Dredging

Vinton And West Calcasieu Ports Award $2 Million In Dredging Contracts

Earlier this month, a pair of West Louisiana ports—West Calcasieu Port and the Port of Vinton—announced they have awarded dredging contracts aimed at improving port access and boosting space for barges.

West Calcasieu Port leaders announced February 8 that its board of commissioners had awarded a contract with a base value of $1.3 million to Hammond, La.-based Coastal Dredging Company Inc. in order to dredge the port’s west barge basin.

The project, which will dredge a 20-acre area down to a depth of 12 feet, will be paid for in part by the Louisiana Department of Transportation’s Port Construction and Development Priority Program. The state grant will pay up to 90 percent of the construction costs, with the port paying the balance.

Port leaders said the motivation for dredging the basin is twofold: demand for barge fleeting space and the ability to use the removed material to further develop the port.
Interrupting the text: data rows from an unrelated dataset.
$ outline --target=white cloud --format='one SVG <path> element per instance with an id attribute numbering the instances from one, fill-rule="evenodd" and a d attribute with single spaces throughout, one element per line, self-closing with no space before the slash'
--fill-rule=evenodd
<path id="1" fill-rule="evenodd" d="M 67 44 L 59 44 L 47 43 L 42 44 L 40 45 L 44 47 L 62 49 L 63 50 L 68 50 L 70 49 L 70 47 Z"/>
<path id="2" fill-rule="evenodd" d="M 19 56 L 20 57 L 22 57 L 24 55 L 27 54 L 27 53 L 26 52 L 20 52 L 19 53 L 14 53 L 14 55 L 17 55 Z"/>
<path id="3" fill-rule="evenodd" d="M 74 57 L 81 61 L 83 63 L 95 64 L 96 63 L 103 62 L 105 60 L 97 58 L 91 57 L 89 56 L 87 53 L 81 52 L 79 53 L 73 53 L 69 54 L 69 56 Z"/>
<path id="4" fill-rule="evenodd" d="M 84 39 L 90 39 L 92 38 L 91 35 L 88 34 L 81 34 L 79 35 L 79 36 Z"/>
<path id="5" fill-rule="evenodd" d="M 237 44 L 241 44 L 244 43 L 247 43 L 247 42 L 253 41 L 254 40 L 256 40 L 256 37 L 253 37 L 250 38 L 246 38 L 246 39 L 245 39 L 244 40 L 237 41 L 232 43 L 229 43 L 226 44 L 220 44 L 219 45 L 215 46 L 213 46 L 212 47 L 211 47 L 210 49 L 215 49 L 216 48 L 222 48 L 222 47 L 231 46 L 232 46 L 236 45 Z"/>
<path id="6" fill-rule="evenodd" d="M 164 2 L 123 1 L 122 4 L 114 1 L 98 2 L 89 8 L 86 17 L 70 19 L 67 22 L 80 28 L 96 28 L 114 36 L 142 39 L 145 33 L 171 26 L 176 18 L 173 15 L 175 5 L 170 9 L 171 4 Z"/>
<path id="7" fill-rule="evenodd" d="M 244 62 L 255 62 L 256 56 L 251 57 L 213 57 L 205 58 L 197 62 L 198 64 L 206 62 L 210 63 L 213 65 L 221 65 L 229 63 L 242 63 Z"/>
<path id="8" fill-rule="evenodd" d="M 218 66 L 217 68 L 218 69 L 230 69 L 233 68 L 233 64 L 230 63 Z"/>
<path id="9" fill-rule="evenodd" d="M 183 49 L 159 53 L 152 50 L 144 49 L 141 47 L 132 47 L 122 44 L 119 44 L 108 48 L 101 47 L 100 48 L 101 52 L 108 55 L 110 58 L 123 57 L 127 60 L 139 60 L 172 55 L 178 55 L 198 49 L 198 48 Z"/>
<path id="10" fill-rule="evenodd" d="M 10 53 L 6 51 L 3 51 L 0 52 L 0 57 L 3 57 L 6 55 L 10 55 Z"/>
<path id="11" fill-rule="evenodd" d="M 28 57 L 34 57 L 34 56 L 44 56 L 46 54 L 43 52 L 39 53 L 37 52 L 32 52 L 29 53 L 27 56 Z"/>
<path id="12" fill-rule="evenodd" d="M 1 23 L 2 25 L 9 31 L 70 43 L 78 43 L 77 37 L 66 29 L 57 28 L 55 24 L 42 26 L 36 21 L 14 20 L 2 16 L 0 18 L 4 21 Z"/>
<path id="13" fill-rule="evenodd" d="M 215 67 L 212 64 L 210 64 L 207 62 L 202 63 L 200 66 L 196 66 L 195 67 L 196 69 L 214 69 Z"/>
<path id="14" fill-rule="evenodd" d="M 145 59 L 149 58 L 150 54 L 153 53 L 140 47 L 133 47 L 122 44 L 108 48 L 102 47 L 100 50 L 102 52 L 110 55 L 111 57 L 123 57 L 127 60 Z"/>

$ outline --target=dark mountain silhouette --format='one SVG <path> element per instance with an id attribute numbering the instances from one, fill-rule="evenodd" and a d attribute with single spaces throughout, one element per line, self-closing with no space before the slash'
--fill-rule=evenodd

“Demand for barge fleeting facilities in Southwest Louisiana has grown over the last several years, and all the regional economic indicators point to a continuing growth in that demand,” said Lynn Hohensee, director of West Calcasieu Port. “For that reason, our port board of commissioners have led the way in securing the necessary state funding support for the dredging of our 20-acre barge basin to assure the highest quality conditions for our tenants’ daily operations.”

West Calcasieu Port is located on the north shore of the Gulf Intracoastal Waterway just west of the Calcasieu Ship Channel below Lake Charles, La. Twelve miles south of Interstate 10, West Calcasieu Port offers 2,500 feet of waterfront property on the Gulf Intracoastal Waterway.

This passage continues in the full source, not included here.